Alerting Configuration

Overview

Azure Monitor alerts are configured via infra/alerts/setup-alerts.sh. Alerts fire to the hcss-alerts-<env> action group which notifies the ops team via email.

Alert Rules

#AlertConditionWindowSeverityRunbook
1API Error Rate>5% 5xx responses5 minSev1API Down
2Response Timeavg >3s10 minSev2Check Application Insights Performance blade
3Health Check Failure/health/ready non-2005 minSev0API Down
4Memory PressureAvailable memory <500MB10 minSev2High Memory
5Database ErrorsAny failed SQL dependency5 minSev1Database Issues

Alert Response Actions

Sev0 - Health Check Failure

  1. Immediately check if the app is reachable: curl https://hcss-eventscore-api-prod.azurewebsites.net/api/ping
  2. If unreachable, restart: az webapp restart --name hcss-eventscore-api-prod --resource-group hcss-rg-prod
  3. If restart doesn't help, check for bad deployment and rollback
  4. Open Sev0 incident per Incident Response

Sev1 - API Error Rate / Database Errors

  1. Check Application Insights Failures blade for the specific error
  2. For database errors, verify SQL Server is accessible and not throttled
  3. Check Hangfire dashboard for failed jobs
  4. Open Sev1 incident if not self-resolving within 15 minutes

Sev2 - Response Time / Memory Pressure

  1. Check Application Insights Performance blade for slow endpoints
  2. For memory, check if the issue is gradual (leak) or sudden (spike)
  3. Consider scaling up/out if persistent
  4. Monitor for 30 minutes before escalating

Setup / Update

To create or update alert rules:

az login
./infra/alerts/setup-alerts.sh prod

Modifying Thresholds

Edit the thresholds in infra/alerts/setup-alerts.sh and re-run the script.

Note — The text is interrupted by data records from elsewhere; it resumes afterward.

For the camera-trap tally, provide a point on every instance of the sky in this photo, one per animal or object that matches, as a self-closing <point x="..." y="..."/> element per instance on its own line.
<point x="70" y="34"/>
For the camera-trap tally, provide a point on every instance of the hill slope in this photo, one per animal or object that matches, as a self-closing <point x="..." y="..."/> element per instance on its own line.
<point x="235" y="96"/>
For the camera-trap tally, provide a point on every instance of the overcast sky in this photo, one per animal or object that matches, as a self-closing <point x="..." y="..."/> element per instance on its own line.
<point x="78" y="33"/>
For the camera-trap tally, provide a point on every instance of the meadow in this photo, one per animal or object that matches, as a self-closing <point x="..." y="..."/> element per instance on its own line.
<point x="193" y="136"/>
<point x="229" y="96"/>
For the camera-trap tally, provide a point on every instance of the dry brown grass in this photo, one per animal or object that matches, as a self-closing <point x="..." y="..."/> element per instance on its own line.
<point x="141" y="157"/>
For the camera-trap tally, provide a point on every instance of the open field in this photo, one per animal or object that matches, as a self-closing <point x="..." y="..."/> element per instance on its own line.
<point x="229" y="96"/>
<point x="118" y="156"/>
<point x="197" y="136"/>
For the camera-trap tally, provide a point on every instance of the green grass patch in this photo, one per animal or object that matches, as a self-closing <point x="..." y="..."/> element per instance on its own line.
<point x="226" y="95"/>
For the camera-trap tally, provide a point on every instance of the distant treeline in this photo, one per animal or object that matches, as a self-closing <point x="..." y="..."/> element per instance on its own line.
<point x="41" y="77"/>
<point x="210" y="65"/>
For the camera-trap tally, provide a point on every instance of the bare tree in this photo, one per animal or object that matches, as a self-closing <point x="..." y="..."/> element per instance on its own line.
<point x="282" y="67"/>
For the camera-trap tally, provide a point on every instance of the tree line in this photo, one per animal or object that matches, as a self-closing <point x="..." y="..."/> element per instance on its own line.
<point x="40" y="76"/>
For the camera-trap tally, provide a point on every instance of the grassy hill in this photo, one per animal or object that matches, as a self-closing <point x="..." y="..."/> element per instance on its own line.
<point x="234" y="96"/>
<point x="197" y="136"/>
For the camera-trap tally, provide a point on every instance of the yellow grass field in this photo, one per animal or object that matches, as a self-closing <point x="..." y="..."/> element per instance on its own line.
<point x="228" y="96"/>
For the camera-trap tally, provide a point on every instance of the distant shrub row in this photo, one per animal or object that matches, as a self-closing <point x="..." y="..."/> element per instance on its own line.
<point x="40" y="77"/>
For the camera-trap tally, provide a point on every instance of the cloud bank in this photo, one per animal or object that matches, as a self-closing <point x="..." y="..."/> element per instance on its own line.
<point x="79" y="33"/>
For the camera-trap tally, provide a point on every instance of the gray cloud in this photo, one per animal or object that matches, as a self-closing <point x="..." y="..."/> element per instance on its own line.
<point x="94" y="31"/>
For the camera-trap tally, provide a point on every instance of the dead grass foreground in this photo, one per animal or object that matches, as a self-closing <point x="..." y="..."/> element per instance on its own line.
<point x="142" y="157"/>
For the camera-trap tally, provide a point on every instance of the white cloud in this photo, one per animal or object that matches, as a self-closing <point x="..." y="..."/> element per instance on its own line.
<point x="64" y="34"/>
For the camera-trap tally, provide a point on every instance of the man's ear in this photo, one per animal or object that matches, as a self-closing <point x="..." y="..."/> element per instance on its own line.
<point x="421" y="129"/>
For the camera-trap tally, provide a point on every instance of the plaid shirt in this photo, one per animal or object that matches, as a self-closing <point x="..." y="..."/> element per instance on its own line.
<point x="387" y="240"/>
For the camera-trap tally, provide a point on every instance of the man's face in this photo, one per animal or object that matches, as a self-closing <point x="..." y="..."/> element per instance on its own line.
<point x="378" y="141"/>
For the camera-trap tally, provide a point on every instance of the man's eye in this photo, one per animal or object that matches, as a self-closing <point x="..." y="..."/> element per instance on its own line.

Key values:

  • Error rate percentage: 5 (in the KQL query)
  • Response time (ms): 3000
  • Memory threshold (bytes): 1468006400 (~1.4GB, leaving 500MB free on B1)
  • Health check availability: 100

Action Group Configuration

The action group hcss-alerts-<env> is configured with:

  • Email notification to ops team

To add additional notification channels (SMS, webhook, PagerDuty), update the action group in Azure Portal or modify the setup-alerts.sh script.